Yes, it's responsible for the actual matching.
<basic_regex_creator> is a "syntax features to internals" converter which is called directly by the parser. In theory, implementing it should be the better way to initialize customized structures. However, the way it is used is somewhat tricky: it fills not its own data structures, but structures of the class that called the parser itself---the <basic_regex_implementation>. So this one would need reimplementing, too.
Now for the real problem. Both <perl_matcher> and <basic_regex_creator> deal with the already compiled state machine or its elements. The first one works directly with the regex internals, the second one gets <append_state> and similar calls from the parser.
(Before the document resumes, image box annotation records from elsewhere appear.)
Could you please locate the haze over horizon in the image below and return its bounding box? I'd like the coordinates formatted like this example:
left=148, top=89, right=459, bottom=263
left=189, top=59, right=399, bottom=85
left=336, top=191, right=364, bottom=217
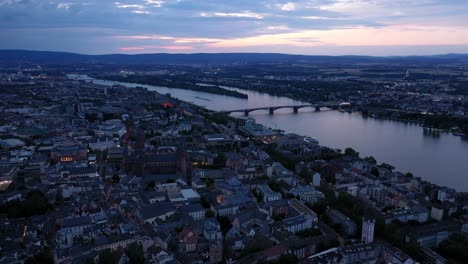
left=0, top=0, right=468, bottom=56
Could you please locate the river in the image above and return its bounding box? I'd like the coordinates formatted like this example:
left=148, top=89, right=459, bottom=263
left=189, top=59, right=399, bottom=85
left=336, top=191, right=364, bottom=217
left=69, top=76, right=468, bottom=192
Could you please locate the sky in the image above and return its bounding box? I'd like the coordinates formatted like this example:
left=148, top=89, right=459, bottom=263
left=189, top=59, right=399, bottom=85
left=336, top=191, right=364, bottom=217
left=0, top=0, right=468, bottom=56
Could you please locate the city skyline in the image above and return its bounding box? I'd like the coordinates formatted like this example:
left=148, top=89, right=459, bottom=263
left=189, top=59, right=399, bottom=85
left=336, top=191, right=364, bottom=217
left=0, top=0, right=468, bottom=56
The trouble is, some of my algorithms' calculations have to be performed directly on the expression tree, the compiled state machine won't help. Is it possible to restore the tree from the information provided by the library? That is, given the regex "((?:a|b)*?)(b+)", end up with an object like
new cat( new match( new kleene_lazy( new alt( new charset( "a" ), new charset( "b" ) ) ) ), new match( new repeat( new charset( "b" ) ) ) )
I see what you mean, no, there never is a parse tree like that: it's never been necessary (until now obviously).
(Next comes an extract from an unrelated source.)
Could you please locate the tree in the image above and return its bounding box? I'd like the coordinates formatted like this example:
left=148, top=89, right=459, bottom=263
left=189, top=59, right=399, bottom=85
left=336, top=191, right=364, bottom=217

And now for something completely different.
The following program outputs ' aa', where the first char is \0. If we replace <smatch> by <cmatch>, the output is ok. That holds for the regex5 as well as the regex library in boost 1.31.0. Am I missing something? (MSVC 7.0)
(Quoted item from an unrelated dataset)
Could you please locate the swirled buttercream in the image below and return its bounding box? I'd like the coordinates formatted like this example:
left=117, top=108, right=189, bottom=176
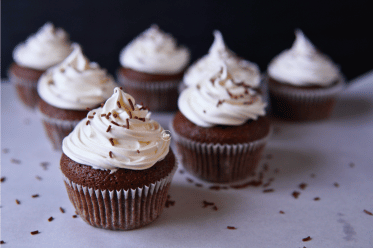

#include <boost/regex.hpp> #include <iostream> main() { boost::smatch m; boost::regex_match( "aaa", m, boost::regex( ".*" ) ); std::cout << m[ 0 ] << "\n"; }
Well smatch is the wrong type to use in this situation: std::string::const_iterator and const char* are not the same type, you should be using match_results<const char*> in this case, which is the same type as typedef cmatch (I hope that makes sense). For conforming compilers, the code you posted does not compile (which is the correct behaviour): but some workarounds for bugs present in VC6 and VC7 cause a temporary string to be created in this case, and the call to go through an overload that ideally would not have been found - so the iterators you get back are iterators into a string that's already been destroyed. John.